A maioria das organizações que se reivindicam de esquerda defendiam o Sim e
foram derrotadas. Por isso, vários intelectuais e organizações de esquerda
fazem uma avaliação de que a vitória do Não foi uma vitória da direita e
dizem que agora virão mais retrocessos.
Nada mais falso. É verdade que na defesa do Não se encontravam alguns
setores minoritários da burguesia, ligados à indústria de armamentos e
inclusive ligados à repressão. Mas, vejamos quem estava defendendo o Sim: o
governo Bush; a maioria absoluta da burguesia; o governo Lula; o PSDB com
Alckmin, Azeredo, Tasso Jereissati, Artur Virgilio, José Serra e FHC; grande
parte do PFL, tendo à frente Antônio Carlos Magalhães; o PMDB com Sarney,
Garotinho e Renan Calheiros; a Globo; a Folha e o Estado de S. Paulo.
Quem é a direita e quem é a esquerda neste país?
Não foi o povo brasileiro que votou com a direita, foi a esquerda reformista
que se alinhou com a maioria da direita.
Mas o pior foram os argumentos dos representantes da esquerda reformista.
Alguns tentaram argumentar, como Emir Sader, que a “esquerda é republicana”
e defende a “resolução pacífica” e a “extensão do Estado de Direito”. Chico
Alencar (P-SOL-RJ) afirmou que o Não sairia vitorioso por que “há uma crise
de valores republicanos” no país. Leonardo Boff defendeu o Sim, em “busca
urgente de uma cultura da paz”, bem similar à posição da direção do MST, que
falou de uma “necessidade civilizatória de nossa sociedade”.
Defesa do Estado de Direito
É interessante observar que a esquerda reformista se caracteriza por
defender uma ampliação da democracia burguesa, deixando de lado, muitas
vezes, a referência socialista para assumir uma estratégia democratizante.
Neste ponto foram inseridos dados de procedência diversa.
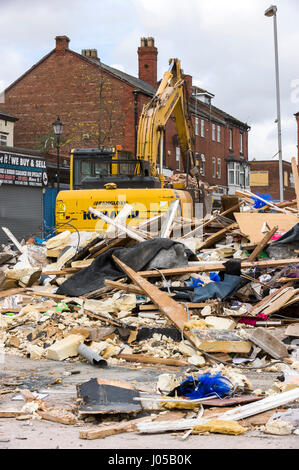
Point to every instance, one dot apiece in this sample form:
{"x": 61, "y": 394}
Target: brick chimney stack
{"x": 297, "y": 119}
{"x": 188, "y": 81}
{"x": 62, "y": 44}
{"x": 147, "y": 61}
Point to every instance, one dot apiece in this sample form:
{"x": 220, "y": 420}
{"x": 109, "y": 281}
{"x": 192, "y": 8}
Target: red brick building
{"x": 100, "y": 105}
{"x": 264, "y": 178}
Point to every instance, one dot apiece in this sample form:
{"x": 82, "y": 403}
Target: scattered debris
{"x": 217, "y": 295}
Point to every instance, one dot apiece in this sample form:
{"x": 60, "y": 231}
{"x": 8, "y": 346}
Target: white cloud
{"x": 227, "y": 46}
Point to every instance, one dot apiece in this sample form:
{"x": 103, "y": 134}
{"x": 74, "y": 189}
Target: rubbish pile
{"x": 214, "y": 302}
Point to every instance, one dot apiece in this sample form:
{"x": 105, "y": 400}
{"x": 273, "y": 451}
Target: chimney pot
{"x": 62, "y": 43}
{"x": 90, "y": 53}
{"x": 147, "y": 61}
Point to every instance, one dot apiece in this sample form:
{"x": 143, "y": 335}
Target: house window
{"x": 213, "y": 131}
{"x": 285, "y": 178}
{"x": 242, "y": 176}
{"x": 237, "y": 173}
{"x": 231, "y": 139}
{"x": 214, "y": 167}
{"x": 231, "y": 173}
{"x": 203, "y": 165}
{"x": 3, "y": 139}
{"x": 234, "y": 173}
{"x": 219, "y": 167}
{"x": 196, "y": 126}
{"x": 202, "y": 127}
{"x": 178, "y": 158}
{"x": 247, "y": 174}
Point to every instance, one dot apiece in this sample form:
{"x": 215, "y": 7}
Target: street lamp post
{"x": 58, "y": 130}
{"x": 271, "y": 11}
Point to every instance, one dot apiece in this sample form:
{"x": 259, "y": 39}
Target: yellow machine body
{"x": 72, "y": 206}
Agora, nem isso. Estiveram do lado do imperialismo, da maioria da burguesia
e do governo para defender a supressão de uma liberdade democrática. Estão
mais atrás do que os republicanos norte-americanos, como Thomas Jefferson e
Benjamin Franklin, que lideraram a revolução pela independência dos EUA e
escreveram a Declaração de Virginia, em 1776, onde garantiram o direito à
resistência e à defesa armada da vida e da liberdade contra a opressão e a
tirania.
Há aqueles como Valter Pomar, da direção nacional do PT, que, polemizando
com um artigo de Valério Arcary, publicado no Portal do PSTU, defenderam um
Sim “de esquerda”. Para Pomar, “quanto à autodefesa, há que responder o
seguinte: os movimentos sociais e dirigentes devem ou não exigir do Estado
que faça respeitar as liberdades democráticas? A melhor autodefesa é feita
com armas de fogo? Fazer esse tipo de autodefesa, como regra, não constitui,
no mais das vezes, um ato de provocação que mais ajuda do que atrapalha?”.
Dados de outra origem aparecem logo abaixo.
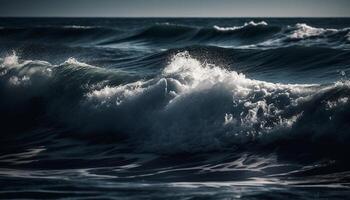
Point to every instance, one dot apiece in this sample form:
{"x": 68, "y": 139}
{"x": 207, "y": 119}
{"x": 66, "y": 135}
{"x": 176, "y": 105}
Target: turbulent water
{"x": 174, "y": 108}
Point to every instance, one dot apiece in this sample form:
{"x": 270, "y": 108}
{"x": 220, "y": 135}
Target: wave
{"x": 249, "y": 24}
{"x": 250, "y": 35}
{"x": 305, "y": 35}
{"x": 189, "y": 106}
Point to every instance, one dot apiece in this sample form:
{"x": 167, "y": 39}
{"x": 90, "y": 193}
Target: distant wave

Quem defende a necessidade de uma revolução social não pode nem pensar que o
Estado possa garantir as liberdades democráticas. Além disso, desde quando
ações como às do MST, dos operários da General Motors em 1985, da Mannesman,
Philips e Bundy em 1989 e os petroleiros de Cubatão em 1995, que se
autodefenderam, foram provocação?
Já o P-SOL não poderia ter ficado mais em cima do muro: “O P-SOL repudia os
demagogos, cínicos ou corruptos, estejam eles defendendo o sim ou defendendo
o não.
Do mesmo jeito que o P-SOL respeita a decisão das mulheres e homens de bem e
de paz que, por razões distintas, votam não ou votam sim no referendo sobre
as armas”. Todavia, a maioria dos parlamentares do P-SOL (como Chico
Alencar, Maninha, Orlando Fantazzini, João Alfredo) esteve engajada na
defesa do Sim. A corrente de Heloísa Helena no P-SOL (Liberdade e Revolução)
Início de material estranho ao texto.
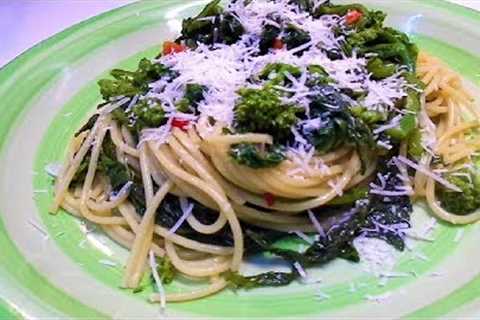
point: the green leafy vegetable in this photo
(140, 116)
(295, 37)
(130, 83)
(415, 149)
(406, 127)
(252, 156)
(117, 172)
(328, 9)
(267, 279)
(388, 216)
(341, 127)
(350, 196)
(277, 72)
(166, 270)
(193, 95)
(369, 116)
(221, 27)
(467, 201)
(380, 69)
(268, 36)
(318, 75)
(262, 111)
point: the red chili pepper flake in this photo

também assumiu o Sim, embora ela própria não se pronunciasse.
A verdade é que todos aqueles que não apostam mais em nenhuma possibilidade
de mudança social através de uma revolução, decididamente passaram a
defender o Estado Democrático de Direito e seu direito de coerção, tirando
dos movimentos sociais o seu direito de defesa.